Thursday, 31 July 2008

Essa palavra que é só nossa

Andando por Covent Garden, observo a chuva caí e o céu pintado de cinza me faz pensar que há tempos não presto atenção no que é sutil e torna os nossos dias mais leves. Hoje, o festival de guarda-chuvas é o meu alvo, a sua mutiplicidade de cores e donos desatentos se esbarrando, em caminhos curtos e estreitos, refugiando-se dos pingos que insistem em soltar-se do céu. As poças d’água são motivos para pequenos saltos, cortando o caminho e apressando o passo de um alguém sem destino pré-definido.

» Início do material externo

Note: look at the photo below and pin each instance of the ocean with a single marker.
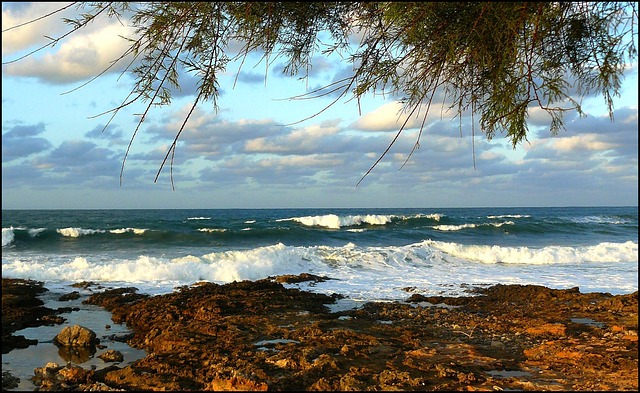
(367, 254)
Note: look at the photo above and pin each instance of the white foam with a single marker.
(77, 232)
(464, 226)
(334, 221)
(7, 236)
(361, 273)
(137, 231)
(603, 252)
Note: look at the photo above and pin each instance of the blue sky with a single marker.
(254, 153)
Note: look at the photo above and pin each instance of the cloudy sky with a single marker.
(258, 151)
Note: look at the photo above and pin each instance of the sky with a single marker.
(261, 149)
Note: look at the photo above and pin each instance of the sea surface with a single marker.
(368, 254)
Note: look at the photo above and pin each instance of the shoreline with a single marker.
(260, 335)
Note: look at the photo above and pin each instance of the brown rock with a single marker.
(76, 336)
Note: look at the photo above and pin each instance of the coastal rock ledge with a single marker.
(261, 335)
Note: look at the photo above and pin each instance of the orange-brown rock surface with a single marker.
(262, 336)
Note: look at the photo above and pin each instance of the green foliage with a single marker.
(495, 60)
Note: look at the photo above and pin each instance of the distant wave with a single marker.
(136, 231)
(334, 221)
(77, 232)
(510, 216)
(464, 226)
(7, 236)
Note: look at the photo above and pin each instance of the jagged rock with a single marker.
(111, 356)
(76, 336)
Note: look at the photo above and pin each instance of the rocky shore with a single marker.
(261, 335)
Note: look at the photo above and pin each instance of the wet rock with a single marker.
(111, 356)
(69, 296)
(76, 336)
(262, 336)
(9, 381)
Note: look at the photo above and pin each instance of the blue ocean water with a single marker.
(369, 254)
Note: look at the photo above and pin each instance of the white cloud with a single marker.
(84, 54)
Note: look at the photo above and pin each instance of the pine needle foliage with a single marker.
(494, 60)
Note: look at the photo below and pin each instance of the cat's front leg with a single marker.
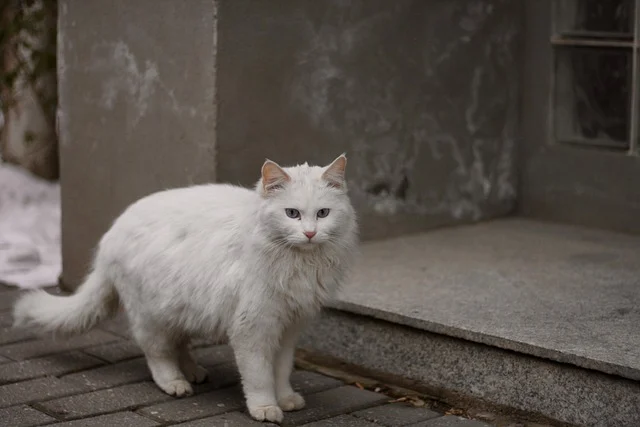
(288, 399)
(255, 363)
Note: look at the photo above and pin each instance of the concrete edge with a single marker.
(447, 367)
(488, 339)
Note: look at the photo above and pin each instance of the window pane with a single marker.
(593, 96)
(605, 18)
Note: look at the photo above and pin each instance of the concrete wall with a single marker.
(576, 185)
(422, 95)
(137, 112)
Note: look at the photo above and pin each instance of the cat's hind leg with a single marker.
(193, 372)
(163, 358)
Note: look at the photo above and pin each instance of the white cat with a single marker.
(247, 267)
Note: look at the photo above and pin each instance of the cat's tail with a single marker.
(94, 301)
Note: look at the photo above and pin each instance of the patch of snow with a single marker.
(30, 255)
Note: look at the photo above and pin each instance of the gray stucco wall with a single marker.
(137, 111)
(422, 95)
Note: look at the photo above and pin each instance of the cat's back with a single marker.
(201, 206)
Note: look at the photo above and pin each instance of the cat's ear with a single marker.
(334, 173)
(273, 176)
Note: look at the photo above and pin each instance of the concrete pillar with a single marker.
(137, 110)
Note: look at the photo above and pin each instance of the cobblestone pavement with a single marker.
(100, 379)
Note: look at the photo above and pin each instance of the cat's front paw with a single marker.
(292, 402)
(177, 388)
(270, 413)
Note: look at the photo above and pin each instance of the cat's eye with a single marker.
(322, 213)
(292, 213)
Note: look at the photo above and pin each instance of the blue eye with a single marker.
(322, 213)
(292, 213)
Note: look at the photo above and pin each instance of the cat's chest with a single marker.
(309, 287)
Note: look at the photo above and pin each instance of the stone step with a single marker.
(538, 317)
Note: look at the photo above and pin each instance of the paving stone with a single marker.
(450, 421)
(9, 334)
(342, 421)
(6, 319)
(197, 406)
(128, 372)
(396, 414)
(104, 401)
(306, 382)
(337, 401)
(52, 365)
(7, 298)
(38, 389)
(121, 419)
(116, 351)
(231, 419)
(43, 347)
(23, 416)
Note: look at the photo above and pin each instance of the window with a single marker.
(596, 75)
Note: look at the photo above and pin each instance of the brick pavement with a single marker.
(100, 379)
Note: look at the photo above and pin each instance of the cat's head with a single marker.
(306, 206)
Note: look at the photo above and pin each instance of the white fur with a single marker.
(219, 261)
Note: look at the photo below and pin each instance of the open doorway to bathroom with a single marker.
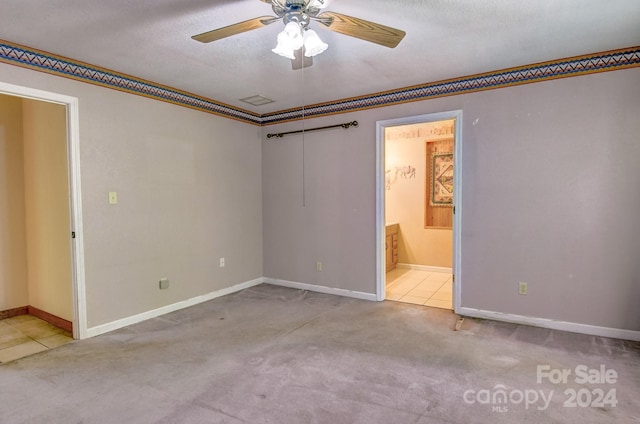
(418, 202)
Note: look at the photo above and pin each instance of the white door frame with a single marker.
(457, 197)
(75, 200)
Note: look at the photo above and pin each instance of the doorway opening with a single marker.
(418, 188)
(45, 278)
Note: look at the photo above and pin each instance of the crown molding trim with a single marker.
(612, 60)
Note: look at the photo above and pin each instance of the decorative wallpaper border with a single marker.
(580, 65)
(599, 62)
(31, 58)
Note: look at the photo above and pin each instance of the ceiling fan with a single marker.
(300, 43)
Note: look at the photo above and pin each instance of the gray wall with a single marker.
(550, 192)
(189, 192)
(550, 197)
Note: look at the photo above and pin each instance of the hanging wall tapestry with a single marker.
(441, 180)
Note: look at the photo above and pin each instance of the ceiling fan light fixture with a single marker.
(283, 48)
(313, 45)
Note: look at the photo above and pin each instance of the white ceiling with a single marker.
(151, 39)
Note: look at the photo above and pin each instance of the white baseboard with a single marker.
(321, 289)
(134, 319)
(593, 330)
(425, 268)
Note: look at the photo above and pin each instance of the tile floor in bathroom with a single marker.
(420, 287)
(25, 335)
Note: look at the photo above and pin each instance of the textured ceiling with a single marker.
(150, 39)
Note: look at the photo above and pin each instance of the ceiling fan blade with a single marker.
(217, 34)
(301, 61)
(360, 28)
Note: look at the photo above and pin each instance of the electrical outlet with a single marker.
(164, 283)
(522, 288)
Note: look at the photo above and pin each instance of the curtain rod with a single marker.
(345, 125)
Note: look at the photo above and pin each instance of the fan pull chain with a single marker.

Vou-me entre a multidão com um desejo de estar há alguns milhares de quilômetros de distância, do outro lado do oceano, naquele país que chamo de meu. E não me sobra muito de lá. Passo a praça, deixo a igreja para trás, desvendam-se ruelas com pequenas galerias de arte e cruzamentos; atravesso a rua.

Uma garota de cabelos castanhos e olhos bem azuis me sorri e pede para tirar uma foto. Estou segurando um guarda-chuva preto, com a minha calça jeans molhada, um sapato encharcado e uma camisa rosa de botão. Ela pede para eu fazer a mesma expressão de dez segundos atrás. E pergunta ‘What were you thinking about?’, e eu sorrio e digo que já nem lembro. O tempo é uma armadilha para aqueles com memória exemplar, carrego sequências de imagens demais comigo. Encosto-me na vidraça de uma papelaria, ela pede para eu olhar para dentro do estabelecimento, e enquanto a sua lente move-se para frente e para trás, buscando um foco para retratar o que sinto, observo alguém desenhar uma imagem ainda indefinida, rabisco. O flash dispara, ela me entrega um cartão, vira o fundo da sua câmera digital para que eu veja a foto e conta que haverá uma exposição, a data está nas costas do cartão, apareça, você estará lá de qualquer maneira.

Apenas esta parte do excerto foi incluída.